A situação se agrava, pois o vírus, é silencioso e infecta muito mais pessoas em silêncio antes que se manifestem sintomas, como antecipou, o que foi posteriormente confirmado pelas analise do biólogos Atila Iamarino e Ana Luiza Saviolli. Ainda no artigo de 30 de janeiro, o pesquisador acerta novamente ao demonstrar o comportamento matemático do avanço da pandemia, ao somar dados próprios, com os da The Lancet e outros, para concluir qual número provável de casos estaria realmente ocorrendo, se os casos que sabemos na atualidade são retratos de 21 dias no passado? Segundo ele, sem medidas restritivas e confinamento obrigatório da população, a taxa de crescimento na curva de progressão geométrica pode ser até 35 vezes maior na data em que se calcula, isso com relação aos casos já registrados com sintomas.

No artigo, os números prováveis de contágios são maiores do que aqueles divulgados de casos já identificados. Ele rebate essa questão, afirmando, que não é possível saber ainda quantos casos são, pois a maior parte não é identificada, conforme diversos estudos pelo mundo já atestaram, restando apenas indicadores e pesquisas futuras, bem como modelos de projeção matemática, que podem apresentar previsões, que não são números absolutos, mas prováveis, e com certeza, são muito maiores do que os que são divulgados, já que a revista Science, indica que 86% das infecções não são diagnosticadas e que 79% das transmissões tiveram origem em pessoas assintomáticas.

Ainda segundo o estudo, o vetor de contágio do caso no Brasil seria o carnaval. Segundo ele, no mundo todos grandes eventos foram cancelados (até as Olimpíadas de Tókio), e onde não foi, o vírus se espalhou. Um exemplo foi o carnaval de New Orleans, cidade com maior número de casos do coronavírus nos EUA depois de Nova York. Não seria diferente com o Brasil com quase 2 milhões de turistas no carnaval em plena pandemia, conforme a previsão que se concretiza:

“Vamos entender o carnaval como vetor de transmissão do vírus no Brasil, (…) Vamos lembrar que o carnaval no Brasil será de 22 até 25 de fevereiro. Considerando que no Brasil o diagnóstico é atrasado (…) teremos um surto de coronavírus provavelmente entre 19 e 26 de março, com exponencial ascendente na semana seguinte” afirmando no artigo, que seria fator decisivo a “data de retorno dos turistas de carnaval para suas cidades natal, quando vão espalhar a doença para seus parentes, familiares, colegas de trabalho e comunidade.”

Neste dado estarrecedor apresentado com antecedência no artigo, até na data foi acertada, pois a curva de crescimento do coronavírus no Brasil passou de linear para geométrica em 19 de março, conforme previsto, subindo de 77 casos (em 11/03), para 98 (13/03), mas saltando para 621 (19/03), chegando em mais de 2.598 casos (26/03), atestando a tendência apresentada 2 meses antes no artigo do pesquisador.

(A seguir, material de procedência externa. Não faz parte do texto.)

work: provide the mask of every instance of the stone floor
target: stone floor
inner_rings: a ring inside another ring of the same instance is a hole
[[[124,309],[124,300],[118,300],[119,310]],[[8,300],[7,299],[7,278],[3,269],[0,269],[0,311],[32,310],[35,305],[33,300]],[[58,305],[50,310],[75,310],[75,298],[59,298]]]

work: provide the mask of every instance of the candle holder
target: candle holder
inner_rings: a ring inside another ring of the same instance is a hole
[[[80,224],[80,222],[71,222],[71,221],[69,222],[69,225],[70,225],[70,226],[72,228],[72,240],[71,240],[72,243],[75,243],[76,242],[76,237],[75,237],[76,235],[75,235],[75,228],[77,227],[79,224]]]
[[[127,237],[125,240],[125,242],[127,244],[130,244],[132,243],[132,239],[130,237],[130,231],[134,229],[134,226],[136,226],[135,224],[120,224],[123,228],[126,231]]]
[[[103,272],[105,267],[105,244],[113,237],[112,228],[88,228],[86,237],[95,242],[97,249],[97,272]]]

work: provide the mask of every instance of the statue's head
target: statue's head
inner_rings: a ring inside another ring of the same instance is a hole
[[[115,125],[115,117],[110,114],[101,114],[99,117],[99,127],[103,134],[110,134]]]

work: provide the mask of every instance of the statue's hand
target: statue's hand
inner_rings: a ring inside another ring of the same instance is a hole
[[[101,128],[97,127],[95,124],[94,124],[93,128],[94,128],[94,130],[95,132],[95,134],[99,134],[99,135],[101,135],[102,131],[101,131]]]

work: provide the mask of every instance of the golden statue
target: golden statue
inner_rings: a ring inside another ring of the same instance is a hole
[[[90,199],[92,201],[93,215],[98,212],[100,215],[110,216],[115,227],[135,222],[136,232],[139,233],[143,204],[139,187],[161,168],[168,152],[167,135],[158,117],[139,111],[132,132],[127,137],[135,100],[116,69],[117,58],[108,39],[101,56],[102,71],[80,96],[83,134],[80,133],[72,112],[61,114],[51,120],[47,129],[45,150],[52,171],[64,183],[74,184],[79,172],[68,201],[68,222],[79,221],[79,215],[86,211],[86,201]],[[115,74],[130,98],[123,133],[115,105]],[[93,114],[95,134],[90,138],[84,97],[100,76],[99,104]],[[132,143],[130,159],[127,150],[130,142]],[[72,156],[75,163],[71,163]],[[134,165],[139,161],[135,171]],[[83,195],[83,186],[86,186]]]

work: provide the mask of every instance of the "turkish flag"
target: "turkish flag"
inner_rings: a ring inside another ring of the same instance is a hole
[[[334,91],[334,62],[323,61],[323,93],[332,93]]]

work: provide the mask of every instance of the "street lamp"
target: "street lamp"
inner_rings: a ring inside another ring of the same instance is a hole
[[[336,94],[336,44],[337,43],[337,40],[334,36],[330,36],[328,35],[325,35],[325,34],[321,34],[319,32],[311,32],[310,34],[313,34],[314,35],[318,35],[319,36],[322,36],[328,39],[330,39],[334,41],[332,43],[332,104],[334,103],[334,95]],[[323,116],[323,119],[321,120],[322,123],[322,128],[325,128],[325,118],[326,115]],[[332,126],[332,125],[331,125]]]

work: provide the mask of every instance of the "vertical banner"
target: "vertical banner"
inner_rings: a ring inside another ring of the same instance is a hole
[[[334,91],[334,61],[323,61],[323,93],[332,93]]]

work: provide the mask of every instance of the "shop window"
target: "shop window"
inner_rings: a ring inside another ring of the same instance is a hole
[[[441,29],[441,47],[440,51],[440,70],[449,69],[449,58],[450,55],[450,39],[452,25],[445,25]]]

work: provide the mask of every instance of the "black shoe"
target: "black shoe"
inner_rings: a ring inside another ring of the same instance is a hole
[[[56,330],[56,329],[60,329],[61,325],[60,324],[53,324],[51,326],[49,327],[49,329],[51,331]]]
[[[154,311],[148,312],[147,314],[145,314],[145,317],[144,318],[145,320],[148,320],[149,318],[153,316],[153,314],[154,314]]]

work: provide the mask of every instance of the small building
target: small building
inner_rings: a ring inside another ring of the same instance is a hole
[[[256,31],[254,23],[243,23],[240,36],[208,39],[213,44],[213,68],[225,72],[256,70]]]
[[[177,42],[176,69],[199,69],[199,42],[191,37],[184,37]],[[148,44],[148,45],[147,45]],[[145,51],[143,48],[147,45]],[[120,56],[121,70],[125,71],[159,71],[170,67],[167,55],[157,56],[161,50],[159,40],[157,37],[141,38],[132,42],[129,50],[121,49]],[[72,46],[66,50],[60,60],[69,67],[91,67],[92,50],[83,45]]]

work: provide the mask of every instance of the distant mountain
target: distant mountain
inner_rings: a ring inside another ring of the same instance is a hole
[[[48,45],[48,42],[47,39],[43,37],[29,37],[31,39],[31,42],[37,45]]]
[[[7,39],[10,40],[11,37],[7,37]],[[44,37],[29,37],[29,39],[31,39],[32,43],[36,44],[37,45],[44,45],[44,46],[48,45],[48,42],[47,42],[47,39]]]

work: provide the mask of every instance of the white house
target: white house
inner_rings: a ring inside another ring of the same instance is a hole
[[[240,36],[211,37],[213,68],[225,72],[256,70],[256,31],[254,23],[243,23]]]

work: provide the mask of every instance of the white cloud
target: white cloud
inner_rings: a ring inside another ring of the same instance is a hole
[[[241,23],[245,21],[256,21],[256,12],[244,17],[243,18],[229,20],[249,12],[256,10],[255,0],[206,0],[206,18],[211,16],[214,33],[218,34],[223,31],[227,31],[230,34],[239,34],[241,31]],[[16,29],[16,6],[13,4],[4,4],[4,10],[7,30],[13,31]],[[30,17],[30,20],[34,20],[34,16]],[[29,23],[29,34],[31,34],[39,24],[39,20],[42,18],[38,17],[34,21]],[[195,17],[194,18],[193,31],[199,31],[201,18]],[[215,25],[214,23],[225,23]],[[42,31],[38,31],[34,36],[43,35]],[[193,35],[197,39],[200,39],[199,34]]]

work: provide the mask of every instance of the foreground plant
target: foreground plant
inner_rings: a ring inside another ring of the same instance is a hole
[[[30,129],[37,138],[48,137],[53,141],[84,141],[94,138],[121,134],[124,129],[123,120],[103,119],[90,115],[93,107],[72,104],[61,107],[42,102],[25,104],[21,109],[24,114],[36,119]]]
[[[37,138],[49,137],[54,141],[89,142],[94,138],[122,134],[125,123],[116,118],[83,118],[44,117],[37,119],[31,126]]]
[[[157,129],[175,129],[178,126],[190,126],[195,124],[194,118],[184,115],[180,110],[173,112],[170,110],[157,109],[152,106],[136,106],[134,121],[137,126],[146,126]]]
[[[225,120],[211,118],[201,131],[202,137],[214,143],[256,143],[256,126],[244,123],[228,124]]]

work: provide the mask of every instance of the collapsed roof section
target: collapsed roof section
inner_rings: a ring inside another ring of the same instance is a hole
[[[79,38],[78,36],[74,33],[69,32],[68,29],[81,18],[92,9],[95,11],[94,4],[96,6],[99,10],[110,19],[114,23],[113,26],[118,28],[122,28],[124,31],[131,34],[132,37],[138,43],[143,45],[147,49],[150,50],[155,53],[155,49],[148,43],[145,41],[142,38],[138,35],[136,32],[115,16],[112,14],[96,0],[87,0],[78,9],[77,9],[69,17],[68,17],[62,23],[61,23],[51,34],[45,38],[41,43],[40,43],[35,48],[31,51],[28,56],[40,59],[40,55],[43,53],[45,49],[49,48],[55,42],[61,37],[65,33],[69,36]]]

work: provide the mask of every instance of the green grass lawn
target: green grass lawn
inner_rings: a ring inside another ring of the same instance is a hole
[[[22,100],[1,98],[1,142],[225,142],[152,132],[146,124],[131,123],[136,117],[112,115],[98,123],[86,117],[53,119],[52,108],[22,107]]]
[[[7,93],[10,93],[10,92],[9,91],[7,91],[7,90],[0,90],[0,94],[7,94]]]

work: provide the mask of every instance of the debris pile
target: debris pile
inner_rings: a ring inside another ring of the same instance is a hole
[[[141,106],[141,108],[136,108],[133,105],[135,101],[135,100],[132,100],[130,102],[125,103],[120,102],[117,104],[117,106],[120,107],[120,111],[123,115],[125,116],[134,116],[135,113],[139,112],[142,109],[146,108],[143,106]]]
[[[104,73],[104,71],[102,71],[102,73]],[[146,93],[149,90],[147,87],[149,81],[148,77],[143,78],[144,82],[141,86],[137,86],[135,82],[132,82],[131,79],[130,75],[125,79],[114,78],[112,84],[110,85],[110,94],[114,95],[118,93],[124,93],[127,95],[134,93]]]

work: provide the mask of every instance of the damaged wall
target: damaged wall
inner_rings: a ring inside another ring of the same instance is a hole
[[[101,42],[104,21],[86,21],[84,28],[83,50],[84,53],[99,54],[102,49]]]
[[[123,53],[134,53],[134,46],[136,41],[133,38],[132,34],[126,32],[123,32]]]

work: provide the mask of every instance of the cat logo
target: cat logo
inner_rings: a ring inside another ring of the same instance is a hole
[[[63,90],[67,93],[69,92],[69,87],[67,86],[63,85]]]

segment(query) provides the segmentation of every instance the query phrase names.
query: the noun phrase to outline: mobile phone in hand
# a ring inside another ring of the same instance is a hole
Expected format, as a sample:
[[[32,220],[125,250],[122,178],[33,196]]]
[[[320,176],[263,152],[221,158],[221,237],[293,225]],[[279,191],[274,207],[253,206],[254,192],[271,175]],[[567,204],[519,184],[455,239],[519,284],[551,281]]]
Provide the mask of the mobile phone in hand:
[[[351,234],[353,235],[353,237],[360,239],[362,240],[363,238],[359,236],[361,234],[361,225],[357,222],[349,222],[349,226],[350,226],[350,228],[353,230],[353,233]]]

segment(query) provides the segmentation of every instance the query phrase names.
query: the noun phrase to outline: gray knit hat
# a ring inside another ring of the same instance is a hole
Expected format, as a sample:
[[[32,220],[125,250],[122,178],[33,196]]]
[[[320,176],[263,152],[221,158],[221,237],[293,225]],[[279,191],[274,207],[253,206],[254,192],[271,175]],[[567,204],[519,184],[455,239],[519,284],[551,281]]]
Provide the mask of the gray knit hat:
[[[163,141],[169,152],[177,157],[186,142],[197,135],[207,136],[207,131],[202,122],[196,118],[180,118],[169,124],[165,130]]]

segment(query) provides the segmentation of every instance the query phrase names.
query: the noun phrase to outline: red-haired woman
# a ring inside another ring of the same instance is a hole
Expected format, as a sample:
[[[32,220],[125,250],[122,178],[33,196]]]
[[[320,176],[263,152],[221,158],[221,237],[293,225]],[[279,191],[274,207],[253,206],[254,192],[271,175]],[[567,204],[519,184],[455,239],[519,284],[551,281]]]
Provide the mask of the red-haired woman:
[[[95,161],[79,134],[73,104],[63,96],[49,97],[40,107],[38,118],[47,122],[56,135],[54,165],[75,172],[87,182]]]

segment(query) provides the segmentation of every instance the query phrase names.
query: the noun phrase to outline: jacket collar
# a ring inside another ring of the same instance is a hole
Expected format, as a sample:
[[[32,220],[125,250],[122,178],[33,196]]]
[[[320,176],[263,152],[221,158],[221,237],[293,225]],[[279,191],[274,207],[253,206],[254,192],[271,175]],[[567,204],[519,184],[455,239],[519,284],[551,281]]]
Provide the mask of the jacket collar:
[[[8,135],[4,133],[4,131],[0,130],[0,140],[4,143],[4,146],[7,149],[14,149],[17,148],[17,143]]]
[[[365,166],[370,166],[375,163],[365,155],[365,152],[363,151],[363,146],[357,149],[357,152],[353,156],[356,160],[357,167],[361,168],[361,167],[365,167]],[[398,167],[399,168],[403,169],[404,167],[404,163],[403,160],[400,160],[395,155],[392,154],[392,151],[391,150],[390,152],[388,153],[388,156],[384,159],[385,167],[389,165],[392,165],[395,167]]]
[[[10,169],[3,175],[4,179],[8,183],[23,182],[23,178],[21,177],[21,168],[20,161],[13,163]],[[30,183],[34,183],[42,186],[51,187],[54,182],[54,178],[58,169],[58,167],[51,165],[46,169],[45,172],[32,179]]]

Outro fator revelador nesse estudo foi a previsão de que o governo não tomaria medidas efetivas, comparado ao resto do mundo. No capitulo “Fatores de Tomada de Decisão”, o autor aponta medidas preventivas que o Brasil deveria ter tomado desde a metade de fevereiro, como cancelar voos das regiões contaminadas e o carnaval. O texto também acerta ao demonstrar que o Brasil terá problemas pelo norte ideológico do governo, que poderá abandonar o povo como tem demonstrado em atrasos e posições antipáticas e irresponsáveis, como o pedido do presidente de que as pessoas voltem ao trabalho, nesse sentido o estudo antecipava a crise, afirmando:

“Os investimento, são o grande problema em todos os sentidos, pois com o corte dos recursos e investimentos com a emenda 98, de onde o governo vai tirar recursos, para conter a crise, manter operações, pessoal, remédios, atualização de estruturas dos postos de saúde e hospitais por um período de ao menos 6, talvez 10 meses? E a retomada de investimentos após este período para recuperação da economia, como será feita, após os prejuízos locais, mediante crise global que afetará indiretamente todas as nações? Como fazer esses investimentos em uma economia ultraliberal, que visa desonerar o Estado do máximo de responsabilidades com o povo?”, complementando em seguida sua previsão que acabou se confirmando relacionado a postura do presidente frente a população:

“As medidas preventivas só não serão feitas se este governo estiver mais preocupado com a guerra cultural (…) Nesse sentido, se o governo não tomar medidas preventivas, estaríamos confirmando que o que está no comando da nação, seriam as estratégias típicas da escola de Chicago, numa doutrina do choque, onde a economia da desgraça é a estratégia de integração vertical, com previsão de lucro nas mortes, desemprego, desmobilização social, eliminação de inimigos, morte de pessoas que não são economicamente viáveis para o Estado, bem como ampliação de lucros para setores empresariais com os efeitos dessa catástrofe social (…) bem como manter controle social pelo pânico, o que também lota as igrejas. Mas ninguém imaginaria que este governo seria capaz de promover algo como a necropolítica contra o seu próprio povo numa situação de pandemia global. Alguém teria coragem de ser tão perverso e ao mesmo tempo tão irresponsável?”, questiona o artigo.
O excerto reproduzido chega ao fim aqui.